Switching to biosimilar bDMARDs, safe and effective?

Biosimilars use has taken off in the past few years and is expected to increase further. Recent findings add to the increasing evidence that switching from originator to bDMARDs is safe and efficacious.

Results have shown that switching to biosimilar CT-P13 is not inferior to continued treatment with originator infliximab

The use of biosimilars has truly taken off in the past few years and is expected to increase further. Recent findings add to the increasing real-world evidence that switching from originator to biosimilar biological disease-modifying antirheumatic drugs (bDMARDs) is safe and efficacious.

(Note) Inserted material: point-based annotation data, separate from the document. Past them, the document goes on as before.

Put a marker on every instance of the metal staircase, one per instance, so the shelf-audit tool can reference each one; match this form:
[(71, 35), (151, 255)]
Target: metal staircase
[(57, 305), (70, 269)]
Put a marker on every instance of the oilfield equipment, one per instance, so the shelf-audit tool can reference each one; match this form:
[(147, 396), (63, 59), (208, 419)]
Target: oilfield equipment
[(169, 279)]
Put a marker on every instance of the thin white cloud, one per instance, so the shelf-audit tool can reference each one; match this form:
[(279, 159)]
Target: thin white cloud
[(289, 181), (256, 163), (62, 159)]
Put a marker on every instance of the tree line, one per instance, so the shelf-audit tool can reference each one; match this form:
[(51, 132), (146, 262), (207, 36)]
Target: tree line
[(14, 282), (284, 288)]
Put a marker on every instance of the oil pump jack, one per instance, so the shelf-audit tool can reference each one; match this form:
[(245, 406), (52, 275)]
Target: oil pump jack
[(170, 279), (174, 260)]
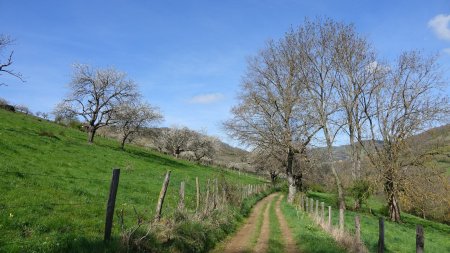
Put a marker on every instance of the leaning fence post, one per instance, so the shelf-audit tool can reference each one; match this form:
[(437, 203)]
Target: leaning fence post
[(162, 195), (329, 216), (216, 194), (381, 236), (207, 198), (306, 205), (197, 186), (322, 208), (181, 202), (420, 239), (357, 231), (111, 203), (317, 209), (341, 220), (301, 203)]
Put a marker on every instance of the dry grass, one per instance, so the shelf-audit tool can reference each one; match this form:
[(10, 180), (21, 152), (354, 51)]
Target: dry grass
[(344, 238)]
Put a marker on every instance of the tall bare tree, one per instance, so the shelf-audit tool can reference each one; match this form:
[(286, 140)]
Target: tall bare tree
[(356, 70), (5, 64), (405, 102), (132, 117), (271, 110), (95, 94), (316, 43)]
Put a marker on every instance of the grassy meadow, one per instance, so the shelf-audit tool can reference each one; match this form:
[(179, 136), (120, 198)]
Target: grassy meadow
[(54, 185), (399, 237)]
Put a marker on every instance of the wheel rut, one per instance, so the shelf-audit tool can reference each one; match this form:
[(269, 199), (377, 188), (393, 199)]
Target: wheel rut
[(242, 241)]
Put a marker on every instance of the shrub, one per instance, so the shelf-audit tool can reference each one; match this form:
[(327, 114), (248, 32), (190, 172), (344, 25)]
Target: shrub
[(49, 134), (361, 191)]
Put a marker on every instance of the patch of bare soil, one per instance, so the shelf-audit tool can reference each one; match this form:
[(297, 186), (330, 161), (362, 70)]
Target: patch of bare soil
[(263, 240), (241, 241), (288, 239)]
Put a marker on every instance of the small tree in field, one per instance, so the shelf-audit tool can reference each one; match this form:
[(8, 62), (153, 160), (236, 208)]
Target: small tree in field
[(95, 94), (5, 64), (201, 145), (406, 101), (131, 118)]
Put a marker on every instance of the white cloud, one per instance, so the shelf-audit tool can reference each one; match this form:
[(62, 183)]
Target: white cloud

Professor Kvien (University of Oslo and Diakonhjemmet Hospital, Oslo, Norway) presented an update on biosimilars, which focused on switching from originator to biosimilar. First, he shortly discussed approval issues, stating that regulatory agencies in Europe and the United States have set up strict guidelines for the approval of biosimilars, which include extensive pre-clinical examinations. However, for biosimilars, less clinical data are required than for an originator product. In general, biosimilars will be considered on the same level as originator products in extrapolated indications when treatment is started or changed for medical reasons by most rheumatologists.

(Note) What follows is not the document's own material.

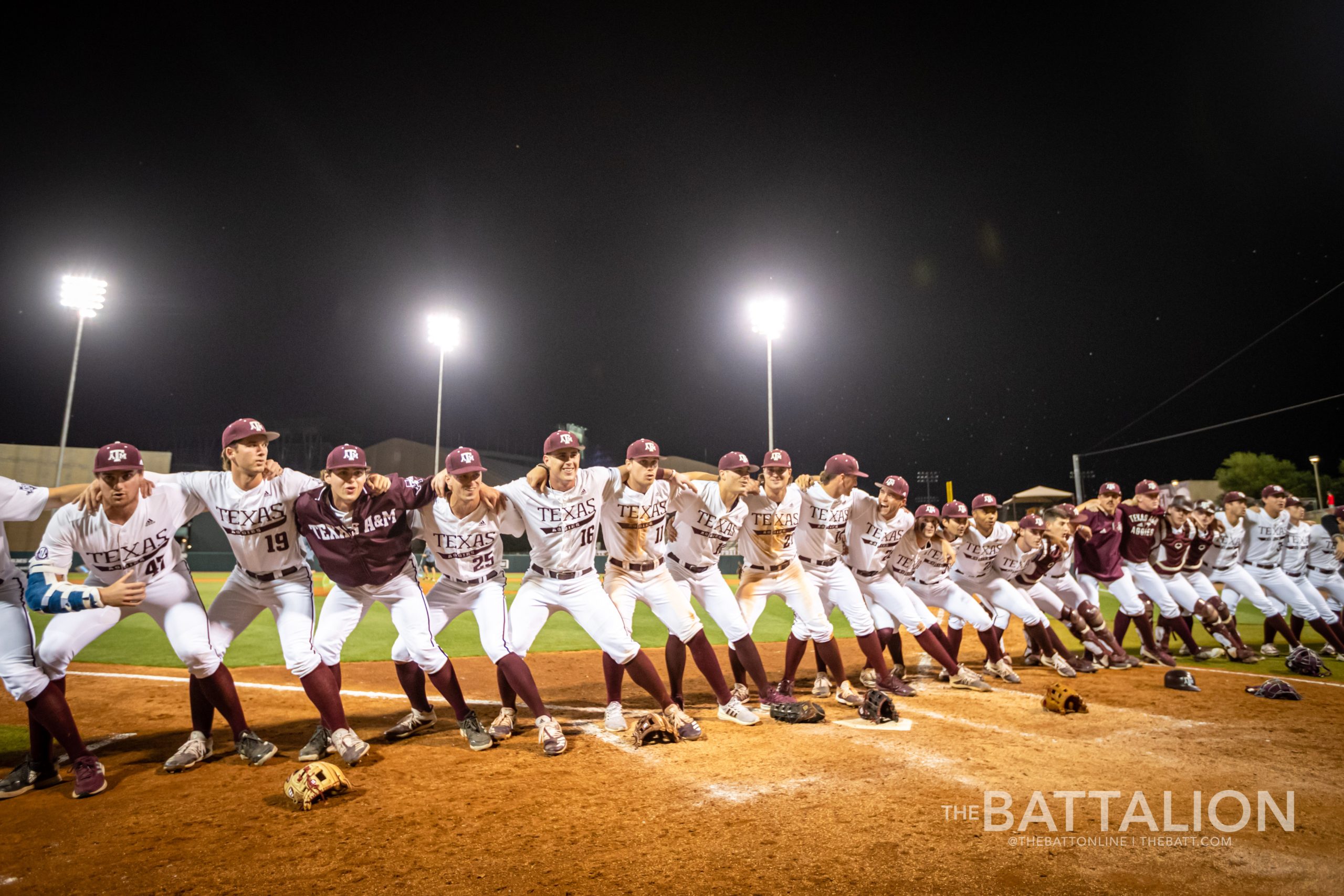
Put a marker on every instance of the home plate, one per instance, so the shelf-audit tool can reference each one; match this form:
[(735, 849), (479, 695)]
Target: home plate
[(863, 724)]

A different matter is replacing an originator product with a biosimilar when (substantial) cost savings are involved. From the various studies on switching, Kvien highlighted the NOR-SWITCH trial. This randomized, non-inferiority, double-blind, Phase 4 trial with 52 weeks of follow-up trial was exclusively funded by the Norwegian government. It included 482 patients on stable treatment with the reference product infliximab across six different indications. 

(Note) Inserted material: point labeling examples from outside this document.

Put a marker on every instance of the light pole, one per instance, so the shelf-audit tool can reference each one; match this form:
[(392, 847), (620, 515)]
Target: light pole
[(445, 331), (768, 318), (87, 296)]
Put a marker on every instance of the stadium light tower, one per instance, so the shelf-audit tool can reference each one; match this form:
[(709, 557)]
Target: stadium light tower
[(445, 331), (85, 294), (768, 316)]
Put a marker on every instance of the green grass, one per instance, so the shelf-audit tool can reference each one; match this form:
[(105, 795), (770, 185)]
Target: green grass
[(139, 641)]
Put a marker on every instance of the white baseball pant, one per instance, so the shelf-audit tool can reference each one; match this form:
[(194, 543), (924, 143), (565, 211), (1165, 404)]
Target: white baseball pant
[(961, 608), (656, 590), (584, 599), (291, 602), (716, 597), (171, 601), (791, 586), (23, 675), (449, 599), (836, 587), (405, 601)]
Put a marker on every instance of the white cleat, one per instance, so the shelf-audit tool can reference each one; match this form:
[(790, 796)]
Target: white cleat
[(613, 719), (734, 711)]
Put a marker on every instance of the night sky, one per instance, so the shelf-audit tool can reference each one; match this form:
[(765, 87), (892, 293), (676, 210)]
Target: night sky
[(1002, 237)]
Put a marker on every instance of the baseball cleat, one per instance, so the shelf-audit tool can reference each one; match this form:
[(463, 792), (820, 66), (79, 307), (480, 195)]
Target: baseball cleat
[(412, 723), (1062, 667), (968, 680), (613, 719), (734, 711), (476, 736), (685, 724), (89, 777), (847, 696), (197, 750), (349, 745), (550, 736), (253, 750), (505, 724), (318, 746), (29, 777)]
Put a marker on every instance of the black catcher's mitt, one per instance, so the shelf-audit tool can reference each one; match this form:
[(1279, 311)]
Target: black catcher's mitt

In total, 32% patients in the full analysis set had Crohn's disease, 19% had ulcerative colitis, 19% had spondyloarthritis, 16% had rheumatoid arthritis, 6% had psoriatic arthritis, and 7% had chronic plaque psoriasis. Patients were randomized to continued treatment with the reference product (n=241) or a switch to CT-P13 (n=241) in which the dosing regimen was unchanged. The primary endpoint was the occurrence of disease worsening, defined by the disease-specific composite measures or clinically significant worsening leading to a major change in treatment. It was shown that disease worsening occurred in 26% of patients in the infliximab originator group and in 30% of patients in the CT-P13 group (per-protocol set; adjusted treatment difference -4.4%, 95% CI: -12.7 to 3.9). The frequency of adverse events (AEs) was similar between groups, including serious AEs (10% for infliximab originator vs 9% for CT-P13). 

No differences were observed between the two groups in secondary endpoints, which included time to study drug discontinuation, remission rates, C-reactive protein levels, anti-drug antibody formation, and drug trough levels. Thus, the NOR-SWITCH study demonstrated that switching to CT-P13 was not inferior to continued treatment with originator infliximab. Kvien added that these results support switching from originator product to CT-P13 for non-medical reasons. Although the extension study has not yet been published, Kvien told the audience that the results confirm those from the main trial. “Interestingly, there was less disease worsening in those who switched,” he added. Kvien ended his talk by stating that things are getting even more exciting as more and more new biosimilars are becoming available: “This is just the beginning.”(2)

1. Jørgensen KK et al. Switching from originator infliximab to biosimilar CT-P13 compared with maintained treatment with originator infliximab (NOR-SWITCH): a 52-week, randomized, double-blind, non-inferiority trial. Lancet 2017;389:2304-2316.
2. Kvien TK. An update on biosimilars. SP0024. EULAR 2018.